Here in Sicily the on-base MWR (Morale, Welfare, and Recreation) office organizes about 25 different
excursions and trips each month. For a nominal fee—usually just enough to cover bus fare—you can attend multiple festivals, go to beautiful beaches, climb sleeping volcanoes, and explore Sicily every weekend of your 3 years on the island.
We don’t have a car yet so last weekend we decided to go to a fish festival. The Pozzallo Festival of the Fish, according to the MWR listing, “has become one of the best summer festivals in Sicily. The town is famous for the crystal clear water, so bring a towel and swimsuit.”
We like fish, we like beaches, we like little Italian towns. We don’t mind that the bus gets back at midnight. Let’s go!
But from the moment the trip began, things didn’t look like the idealistic advertisement. Lest anyone assume that life in Sicily is all blue skies and sweet wine, let this be a reality check!

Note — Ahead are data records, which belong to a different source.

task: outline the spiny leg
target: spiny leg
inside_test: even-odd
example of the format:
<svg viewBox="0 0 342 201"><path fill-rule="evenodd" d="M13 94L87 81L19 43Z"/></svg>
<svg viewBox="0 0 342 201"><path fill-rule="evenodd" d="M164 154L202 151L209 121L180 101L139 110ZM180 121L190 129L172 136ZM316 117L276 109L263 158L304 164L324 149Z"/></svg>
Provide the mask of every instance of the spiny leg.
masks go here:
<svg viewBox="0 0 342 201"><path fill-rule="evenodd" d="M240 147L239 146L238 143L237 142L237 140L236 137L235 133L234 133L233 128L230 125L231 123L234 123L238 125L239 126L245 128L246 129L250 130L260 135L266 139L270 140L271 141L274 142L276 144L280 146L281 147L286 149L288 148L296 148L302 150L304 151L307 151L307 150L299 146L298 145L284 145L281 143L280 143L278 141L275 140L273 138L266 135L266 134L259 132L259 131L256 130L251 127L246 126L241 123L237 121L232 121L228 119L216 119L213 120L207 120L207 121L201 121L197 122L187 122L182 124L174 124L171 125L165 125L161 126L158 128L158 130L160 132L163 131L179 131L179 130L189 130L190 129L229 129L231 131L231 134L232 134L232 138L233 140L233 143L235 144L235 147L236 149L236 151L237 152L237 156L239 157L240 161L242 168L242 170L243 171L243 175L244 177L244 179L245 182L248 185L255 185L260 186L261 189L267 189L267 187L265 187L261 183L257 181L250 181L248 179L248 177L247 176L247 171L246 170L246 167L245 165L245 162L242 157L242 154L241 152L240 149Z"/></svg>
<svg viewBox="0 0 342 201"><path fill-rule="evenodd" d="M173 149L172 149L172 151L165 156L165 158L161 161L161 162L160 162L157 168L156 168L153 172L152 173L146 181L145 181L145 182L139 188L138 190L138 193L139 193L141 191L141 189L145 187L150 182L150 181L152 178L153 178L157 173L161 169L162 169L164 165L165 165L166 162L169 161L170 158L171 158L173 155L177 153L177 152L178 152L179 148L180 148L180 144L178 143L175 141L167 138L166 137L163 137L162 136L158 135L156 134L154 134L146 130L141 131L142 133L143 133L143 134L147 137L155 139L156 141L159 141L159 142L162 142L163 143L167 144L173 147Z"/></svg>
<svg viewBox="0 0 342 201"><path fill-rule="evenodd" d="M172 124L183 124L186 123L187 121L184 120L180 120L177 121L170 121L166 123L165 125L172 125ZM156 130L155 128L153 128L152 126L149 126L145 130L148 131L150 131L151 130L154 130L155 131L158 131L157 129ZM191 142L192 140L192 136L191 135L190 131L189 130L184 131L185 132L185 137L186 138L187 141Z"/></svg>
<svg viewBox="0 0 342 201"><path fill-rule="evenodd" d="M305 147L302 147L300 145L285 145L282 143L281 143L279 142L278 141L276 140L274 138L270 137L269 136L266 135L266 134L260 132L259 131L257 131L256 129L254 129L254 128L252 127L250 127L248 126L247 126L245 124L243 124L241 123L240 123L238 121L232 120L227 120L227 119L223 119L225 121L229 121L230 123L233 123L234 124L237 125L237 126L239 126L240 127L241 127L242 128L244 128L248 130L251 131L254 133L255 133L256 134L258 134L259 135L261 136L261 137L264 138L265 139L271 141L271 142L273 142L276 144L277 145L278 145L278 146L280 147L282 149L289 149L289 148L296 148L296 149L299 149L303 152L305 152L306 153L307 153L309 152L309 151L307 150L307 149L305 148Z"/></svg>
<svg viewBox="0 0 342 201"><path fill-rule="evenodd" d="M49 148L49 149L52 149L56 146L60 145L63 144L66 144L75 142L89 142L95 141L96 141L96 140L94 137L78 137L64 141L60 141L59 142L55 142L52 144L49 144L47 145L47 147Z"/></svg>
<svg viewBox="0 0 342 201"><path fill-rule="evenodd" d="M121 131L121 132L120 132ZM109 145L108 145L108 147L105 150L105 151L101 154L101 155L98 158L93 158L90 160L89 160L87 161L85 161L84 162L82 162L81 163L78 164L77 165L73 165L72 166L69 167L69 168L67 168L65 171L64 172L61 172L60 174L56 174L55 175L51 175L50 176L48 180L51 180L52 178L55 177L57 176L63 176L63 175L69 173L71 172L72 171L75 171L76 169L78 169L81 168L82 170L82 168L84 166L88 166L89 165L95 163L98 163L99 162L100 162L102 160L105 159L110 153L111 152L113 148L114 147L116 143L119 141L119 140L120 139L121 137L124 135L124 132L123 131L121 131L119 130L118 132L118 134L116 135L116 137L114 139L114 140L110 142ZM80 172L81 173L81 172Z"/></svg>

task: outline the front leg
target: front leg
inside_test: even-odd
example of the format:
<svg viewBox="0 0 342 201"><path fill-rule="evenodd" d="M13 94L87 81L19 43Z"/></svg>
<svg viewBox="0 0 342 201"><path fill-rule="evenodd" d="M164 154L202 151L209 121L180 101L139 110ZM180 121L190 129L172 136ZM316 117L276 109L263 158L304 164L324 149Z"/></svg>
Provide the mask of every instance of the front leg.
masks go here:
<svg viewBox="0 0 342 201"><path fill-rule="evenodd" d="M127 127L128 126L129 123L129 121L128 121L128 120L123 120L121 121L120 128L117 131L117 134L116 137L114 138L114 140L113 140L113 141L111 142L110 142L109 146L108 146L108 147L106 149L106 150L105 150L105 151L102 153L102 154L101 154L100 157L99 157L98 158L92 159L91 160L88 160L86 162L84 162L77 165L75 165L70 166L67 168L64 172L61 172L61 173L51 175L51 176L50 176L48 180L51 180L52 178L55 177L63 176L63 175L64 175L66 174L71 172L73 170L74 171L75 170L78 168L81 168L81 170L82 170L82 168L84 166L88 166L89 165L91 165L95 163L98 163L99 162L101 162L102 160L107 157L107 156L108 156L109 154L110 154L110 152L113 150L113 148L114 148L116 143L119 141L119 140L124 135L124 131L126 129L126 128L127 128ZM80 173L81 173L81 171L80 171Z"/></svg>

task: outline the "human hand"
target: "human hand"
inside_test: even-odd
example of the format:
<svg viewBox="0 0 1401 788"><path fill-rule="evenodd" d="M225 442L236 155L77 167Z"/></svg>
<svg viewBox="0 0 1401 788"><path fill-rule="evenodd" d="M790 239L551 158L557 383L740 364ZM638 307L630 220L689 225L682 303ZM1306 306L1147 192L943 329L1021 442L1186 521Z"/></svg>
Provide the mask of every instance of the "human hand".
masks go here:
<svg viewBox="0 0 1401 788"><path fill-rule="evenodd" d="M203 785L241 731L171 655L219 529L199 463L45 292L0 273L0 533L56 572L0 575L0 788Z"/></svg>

It began with a screaming baby on a hot bus. I’d chosen the last row of the bus, assuming we’d have space to spread out and relax, but the last row sits over the bus engine and it was hot. And of course we were stressed about everyone else on the bus, too; no one appreciated Lena’s wails. For two hours we cajoled and cuddled, but Lena would have none of it. We were sweating and short tempered by the time we finally spilled off the bus onto the sandy sidewalks of Pozzallo.
I’m not sure what we expected of Pozzallo (pote-ZA-loh; those double Italian ‘zz’s are pronounced ‘tz’ like‘pizza’). I think our fantasies included dozens of little Italian men serving delectable fried fish on every street corner in a charming little town. Instead our “guide” waved lazily in the direction of a nearby beach and lazily up toward the town and then left us to our own devices. She’d never been to Pozzallo either and was looking forward to a quiet gelato without us. We were on our own.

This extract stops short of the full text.